I very recently got diagnosed with ME/chronic fatigue syndrome. It’s hard to understand, comprehend and talk about. But after finding out I’ve probably lived with this condition for a number of years, I wanted to take an opportunity to talk about this, and other similar ‘invisible illnesses’.
Good days –
As most people, there are good days and bad days. Except the bad days are like living in a state of tired confusion, unaware of where you are and wanting everyone to fuck off. Even the good days sometimes aren’t brilliant. It’s a bit like waking up after a night of shitty wetherspoons cocktail pitchers. Not ideal when you’re working in a hospital with patients demanding a cup of tea and asking to get up to the toilet every 2.4 seconds. Either leave me alone Barbara, or get out of that shitty hospital bed, and let me get in it.
Work it out –
I’m a big girl. ‘Big-boned’ you might lie. Now I’m not making excuses, I always despised PE and would get my mum to write regular notes about ‘hurting my ankle’ and the such. I’m now at a point where even if I wanted to exercise (which trust me, I don’t), I’d find it almost impossible. After running around a hospital for 10 hours a day, I can hardly stand up let alone go for a jog. I’ve had the term ‘lazy’ thrown around a lot in the past 4/5 years, and it’s difficult coming to terms that actually, I’m not. There is definitely more I could do to be proactive in becoming a size 12, but for now, I’m not going to let it eat me away that I am the way I am, because I’m careless and lethargic.

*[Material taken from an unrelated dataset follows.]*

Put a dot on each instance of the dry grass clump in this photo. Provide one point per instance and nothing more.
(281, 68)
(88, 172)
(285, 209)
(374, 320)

I’m not making it up, I promise –
I know, I could be making it all up. There’s no such thing, you’re just lazy and making excuses. I know what you mean. Up until recently I would’ve thought the same thing. A number of years ago, my mum was diagnosed with the similar condition – fibromyalgia. And yes, I thought it was just a fancy word for being a bit achey (sorry mum). But the more I learned and started experiencing myself, the more I realised. So if a family member/friend etc of yours gets diagnosed with something of the sort – try and support them, and believe how hard it is for them, even if it might be difficult for you to understand.
Lie in –
Now I know – we all like a good nap and a lie in, but as an 18 year old I was sleeping for over 12 hours a night and still feeling tired. I put it down to laziness, teenage hormones and not wanting to take any sort of responsibility over my life. This has got worse over recent years, and a lie in can become waking up at 2pm. Most nights I could happily sleep for 14 hours and still be absolutely knackered, which is obviously total bollocks, especially with having to get up for work at 7.30am.
The others –
As well as these massive impacts on life, other things do happen. I have back aches that feel like my spine has given up and weakness than makes it hard to open a slightly heavy door. I took over 50% of time off in sixth form because I felt so unwell. Who knows, if I’d been there for the entire time I could’ve been an astronaut (not that I’d want to be). I’m currently in the process of changing my full time contract to part-time, because I just can’t cope – meaning I will be poor (play the violins for me please).
So yes – these conditions make a hefty impact on your life. And no – I’m not making it up because I’m some edgy, Tumblr idiot who does it for attention and aesthetic. Well, not all of that, anyway.